Some Kings & Queens - to 1065 and then the Kings and Queens to date.
The original Stow Survey of London was in 1598, and amazing E.g.
An addition I am trying to add is the the London survey of 1756 by William Maitland. This is drastically out of date, and much refers to about 1732 - E.g. London wards in 1756; and also here is a copy of the index page of this tome
I have an interest in Londons lost rivers, particularly the River Fleet & the Fleet market as once existed. I will add more to this area.
The new London Post Office at St Martins le Grand,
My best addition is that of the 1832 street directory with images added for much of 1842. I use this all of the time in my own research. There is also a partial 1818 street directory, and a complete 1843 directory, but much of this is online already.
Here is an entire book about the Fleet river, Fleet Market, Fleet Prison etc.
I am currently adding a brief description to Hungerford market, as it had a number of Taverns. Plus an introduction to the Charing Cross railway terminus replacing the same by 1864.
Of more use is the 1921 London street directory which covers many areas, particularly East and EC areas; plus a bit of the 1940 street directory.
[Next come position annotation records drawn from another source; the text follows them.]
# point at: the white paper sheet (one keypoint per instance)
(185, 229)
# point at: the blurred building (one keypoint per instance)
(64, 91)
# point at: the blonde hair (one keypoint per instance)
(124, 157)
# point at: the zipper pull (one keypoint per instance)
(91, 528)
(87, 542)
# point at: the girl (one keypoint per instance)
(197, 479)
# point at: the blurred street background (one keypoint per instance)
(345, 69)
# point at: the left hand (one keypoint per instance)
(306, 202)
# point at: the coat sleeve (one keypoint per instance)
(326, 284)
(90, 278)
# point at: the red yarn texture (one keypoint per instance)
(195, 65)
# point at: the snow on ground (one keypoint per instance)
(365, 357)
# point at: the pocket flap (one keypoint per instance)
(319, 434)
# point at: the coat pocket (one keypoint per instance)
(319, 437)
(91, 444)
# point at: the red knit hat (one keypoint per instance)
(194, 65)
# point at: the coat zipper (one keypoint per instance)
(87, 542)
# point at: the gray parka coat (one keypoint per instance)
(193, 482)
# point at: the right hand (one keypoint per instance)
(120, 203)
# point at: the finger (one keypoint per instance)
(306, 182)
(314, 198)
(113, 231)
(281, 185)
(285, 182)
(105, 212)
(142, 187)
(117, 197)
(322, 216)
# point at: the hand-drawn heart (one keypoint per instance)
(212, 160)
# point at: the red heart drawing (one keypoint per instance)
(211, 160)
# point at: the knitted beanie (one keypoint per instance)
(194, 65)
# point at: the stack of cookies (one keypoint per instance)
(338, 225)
All of these are in the search engine.
I also visited the Golden Cross Bridge, next to Charing Cross station in March 2020. Then a wander along the Strand, via St Martin in the Fields - Cafe in the Crypt, nice soup etc.
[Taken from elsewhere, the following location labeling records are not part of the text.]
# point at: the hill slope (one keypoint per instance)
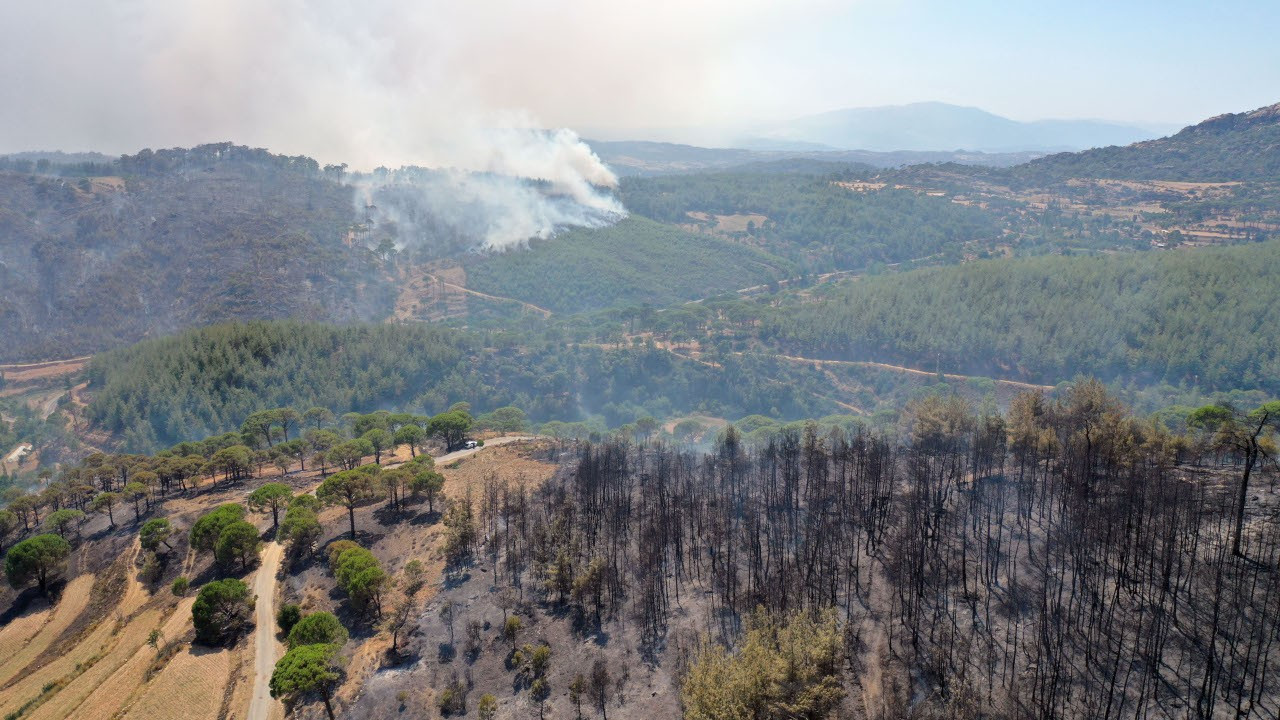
(632, 263)
(938, 126)
(1197, 318)
(177, 238)
(1237, 146)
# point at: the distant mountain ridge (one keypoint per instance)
(648, 158)
(940, 126)
(1235, 146)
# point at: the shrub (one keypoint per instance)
(220, 610)
(287, 616)
(318, 628)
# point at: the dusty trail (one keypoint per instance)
(544, 311)
(906, 370)
(266, 648)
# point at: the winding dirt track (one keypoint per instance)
(266, 648)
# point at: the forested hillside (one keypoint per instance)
(813, 220)
(635, 261)
(1235, 146)
(1196, 318)
(206, 382)
(160, 241)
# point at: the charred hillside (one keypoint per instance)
(103, 254)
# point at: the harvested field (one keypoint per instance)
(72, 602)
(129, 645)
(191, 687)
(17, 633)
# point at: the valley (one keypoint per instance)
(787, 437)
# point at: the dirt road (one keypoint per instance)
(268, 650)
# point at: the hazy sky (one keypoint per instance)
(391, 81)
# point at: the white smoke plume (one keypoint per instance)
(526, 185)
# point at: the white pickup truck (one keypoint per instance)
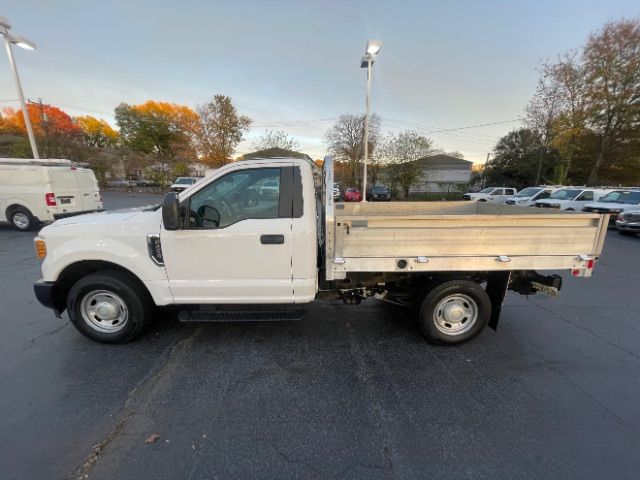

In 1920, the London County Council created a book commemorating all of its employees who served in the Great War, i.e. the First World War ) 1914 - 1918. This is a summary listing of many thousands of employees and some brief detail about their service.
I also list from a number of sources, a simplistic breakdown of the campaigns which happened during this period.
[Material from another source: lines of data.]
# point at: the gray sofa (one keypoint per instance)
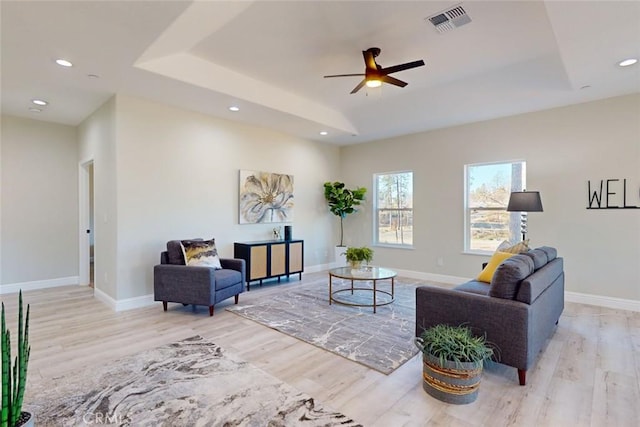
(518, 311)
(173, 281)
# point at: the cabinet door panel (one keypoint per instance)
(258, 262)
(295, 257)
(278, 257)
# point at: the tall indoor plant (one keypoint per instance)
(342, 201)
(453, 359)
(14, 379)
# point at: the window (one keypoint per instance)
(394, 208)
(488, 186)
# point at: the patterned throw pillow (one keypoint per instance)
(201, 253)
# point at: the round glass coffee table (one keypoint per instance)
(367, 273)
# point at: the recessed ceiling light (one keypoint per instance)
(627, 62)
(64, 63)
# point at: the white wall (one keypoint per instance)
(177, 177)
(563, 149)
(97, 143)
(39, 205)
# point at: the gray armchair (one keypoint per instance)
(174, 281)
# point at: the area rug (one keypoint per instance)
(188, 383)
(382, 341)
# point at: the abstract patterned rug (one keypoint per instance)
(382, 341)
(188, 383)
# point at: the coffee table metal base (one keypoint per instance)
(378, 274)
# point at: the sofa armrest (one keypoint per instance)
(506, 322)
(184, 284)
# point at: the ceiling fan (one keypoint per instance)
(375, 75)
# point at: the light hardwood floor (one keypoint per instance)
(588, 375)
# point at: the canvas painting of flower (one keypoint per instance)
(265, 197)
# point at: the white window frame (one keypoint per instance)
(376, 209)
(515, 217)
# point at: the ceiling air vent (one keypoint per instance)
(449, 19)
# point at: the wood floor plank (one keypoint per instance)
(587, 375)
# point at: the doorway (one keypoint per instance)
(87, 225)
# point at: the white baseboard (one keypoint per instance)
(603, 301)
(39, 284)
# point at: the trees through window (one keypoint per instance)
(488, 186)
(394, 208)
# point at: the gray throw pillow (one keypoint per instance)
(538, 256)
(508, 276)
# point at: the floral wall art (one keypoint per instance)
(265, 197)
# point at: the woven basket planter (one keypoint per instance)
(456, 383)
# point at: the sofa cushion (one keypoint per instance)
(534, 285)
(474, 287)
(538, 256)
(487, 273)
(511, 248)
(202, 253)
(552, 253)
(508, 276)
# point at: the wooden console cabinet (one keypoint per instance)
(271, 258)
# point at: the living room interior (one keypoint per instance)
(145, 108)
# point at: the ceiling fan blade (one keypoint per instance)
(393, 81)
(357, 88)
(402, 67)
(344, 75)
(369, 60)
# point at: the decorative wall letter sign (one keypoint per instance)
(612, 193)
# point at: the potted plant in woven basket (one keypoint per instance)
(14, 379)
(342, 202)
(453, 359)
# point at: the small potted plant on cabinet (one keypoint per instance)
(14, 380)
(355, 256)
(453, 359)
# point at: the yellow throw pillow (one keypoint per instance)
(202, 253)
(496, 259)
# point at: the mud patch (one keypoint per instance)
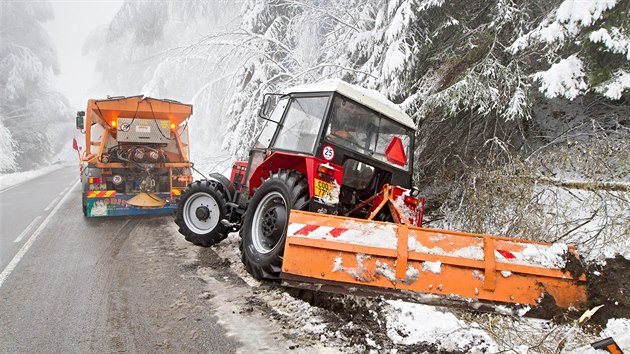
(609, 285)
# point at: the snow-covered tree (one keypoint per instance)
(31, 111)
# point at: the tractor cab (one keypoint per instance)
(352, 135)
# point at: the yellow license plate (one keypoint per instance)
(322, 188)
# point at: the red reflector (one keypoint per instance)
(395, 152)
(326, 169)
(306, 230)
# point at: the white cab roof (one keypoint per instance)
(370, 98)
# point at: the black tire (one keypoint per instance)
(199, 211)
(265, 223)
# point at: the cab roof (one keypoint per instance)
(369, 98)
(112, 108)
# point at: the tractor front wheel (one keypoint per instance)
(265, 225)
(199, 212)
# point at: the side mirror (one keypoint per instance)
(80, 123)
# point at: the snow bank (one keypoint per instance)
(563, 79)
(12, 179)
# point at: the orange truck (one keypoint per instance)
(136, 156)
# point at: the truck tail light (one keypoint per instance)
(97, 180)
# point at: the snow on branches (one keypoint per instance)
(565, 78)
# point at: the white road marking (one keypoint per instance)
(18, 257)
(28, 228)
(51, 204)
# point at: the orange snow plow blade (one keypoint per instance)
(333, 253)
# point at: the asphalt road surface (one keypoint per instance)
(73, 285)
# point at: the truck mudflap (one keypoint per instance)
(110, 203)
(340, 254)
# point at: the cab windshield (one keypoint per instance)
(365, 131)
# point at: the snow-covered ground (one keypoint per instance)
(13, 179)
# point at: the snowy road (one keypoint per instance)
(70, 284)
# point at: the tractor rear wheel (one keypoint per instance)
(200, 209)
(264, 228)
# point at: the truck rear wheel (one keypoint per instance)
(265, 224)
(199, 212)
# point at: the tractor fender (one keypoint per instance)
(307, 165)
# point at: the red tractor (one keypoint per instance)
(331, 148)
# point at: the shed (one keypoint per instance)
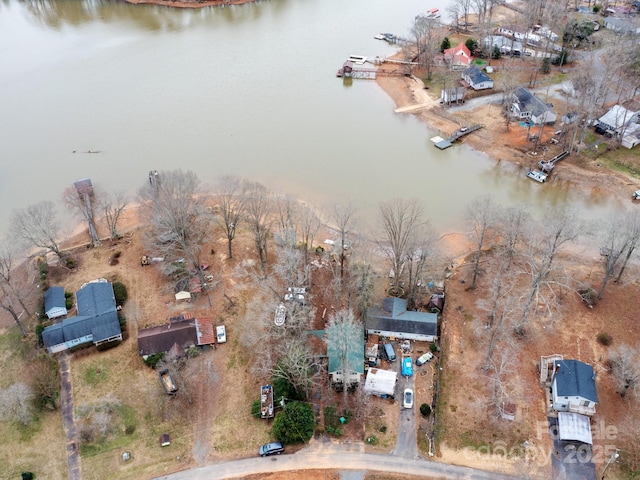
(55, 303)
(476, 78)
(381, 382)
(183, 295)
(573, 426)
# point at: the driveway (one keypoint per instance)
(68, 420)
(319, 455)
(406, 446)
(570, 460)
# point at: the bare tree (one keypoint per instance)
(344, 337)
(632, 223)
(38, 226)
(259, 212)
(344, 218)
(15, 286)
(400, 221)
(482, 215)
(16, 403)
(512, 223)
(625, 368)
(425, 35)
(615, 245)
(112, 205)
(178, 217)
(230, 207)
(79, 199)
(298, 366)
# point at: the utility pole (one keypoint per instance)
(615, 455)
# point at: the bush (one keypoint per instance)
(152, 360)
(605, 339)
(294, 424)
(425, 410)
(255, 408)
(120, 292)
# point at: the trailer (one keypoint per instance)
(266, 401)
(167, 382)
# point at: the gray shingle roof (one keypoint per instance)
(575, 378)
(393, 316)
(97, 317)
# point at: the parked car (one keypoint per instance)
(424, 358)
(407, 398)
(407, 367)
(274, 448)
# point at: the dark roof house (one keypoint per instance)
(573, 388)
(97, 320)
(55, 304)
(527, 105)
(392, 319)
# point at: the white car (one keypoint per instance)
(221, 333)
(407, 398)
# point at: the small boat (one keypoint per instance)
(357, 59)
(433, 13)
(537, 176)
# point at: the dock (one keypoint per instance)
(547, 166)
(443, 143)
(537, 176)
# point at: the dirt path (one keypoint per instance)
(68, 420)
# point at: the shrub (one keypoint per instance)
(152, 360)
(120, 292)
(255, 408)
(425, 410)
(605, 339)
(294, 424)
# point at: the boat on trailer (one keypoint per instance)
(433, 13)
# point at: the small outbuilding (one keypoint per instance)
(55, 303)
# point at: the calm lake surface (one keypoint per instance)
(247, 90)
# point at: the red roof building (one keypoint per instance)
(458, 56)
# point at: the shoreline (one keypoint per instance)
(190, 4)
(590, 178)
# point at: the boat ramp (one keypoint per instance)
(443, 143)
(545, 168)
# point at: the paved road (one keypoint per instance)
(68, 421)
(319, 455)
(406, 445)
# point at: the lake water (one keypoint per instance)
(248, 90)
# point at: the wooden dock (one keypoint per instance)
(443, 143)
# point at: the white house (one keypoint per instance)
(55, 304)
(573, 387)
(381, 382)
(476, 78)
(616, 120)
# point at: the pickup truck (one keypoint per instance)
(168, 383)
(407, 366)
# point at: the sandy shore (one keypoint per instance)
(190, 4)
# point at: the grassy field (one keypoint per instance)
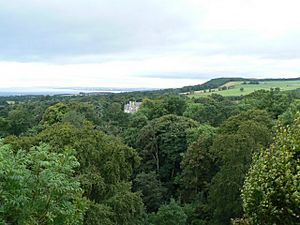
(238, 88)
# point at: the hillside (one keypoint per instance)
(240, 86)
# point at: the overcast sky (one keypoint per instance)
(146, 43)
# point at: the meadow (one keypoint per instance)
(241, 88)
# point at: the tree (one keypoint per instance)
(106, 165)
(238, 138)
(54, 114)
(169, 214)
(151, 188)
(161, 144)
(39, 187)
(271, 192)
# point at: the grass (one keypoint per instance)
(235, 88)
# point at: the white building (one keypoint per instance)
(132, 107)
Also listed on a separate site are a number of individual regiment histories, e.g. the Artists Rifles and the First Sportsmans and a number of Gallantry awards.
Lastly for the moment, the site I have been building on the London TFL and National Rail stations in London, with some detail and photographs relating to accessibility is now on this site. Its not bad, where I have visited a station (there are 600 in total). Any help in this massive task is very welcome.
Much of my detail relates to pub history on other sites, e.g. the pubwiki, and this is all in the search engine.
Layers of London & mapping the pubs in London.
There is a brilliant and exciting new project just beginning at the University of London and the Institute of Historical Research, the Layers of London team which records the history of London through layers of maps; some new, most are old. It is brilliant.
The latest idea is to add all pubs onto these maps, all of them - old and new. And it has started.
The project is sourced by volunteers, myself included, and is a crowd-sourcing project. I believe this means anyone can get involved with a little training.
The maps are magnificent, and include Mediaeval map (1270-1300), a Tudor map (1520), Agas map (1561-1633), Faithorne & Newcourt (1658), Ogilby & Morgan (1676), Morgans map of City of London, Southwark & Westminster (1682), John Rocques map (1746), County of Essex (1777), Horwood (1799), Greenwood (1828), Charles Booth poverty map (1886-1903), OS Maps (1893-1896), OS Maps (1940s-1960s), Bomb damage (1945), RAF collection (1945-1949) and lastly a modern satellite map.
I am yet to savour all of these incredible resources properly, it is amazing. Here is the London Pubs collection, as it continues to grow.
A new addition is the haunted London book from gutenberg.org which has a plethora of interesting facts about early London, including Pepys.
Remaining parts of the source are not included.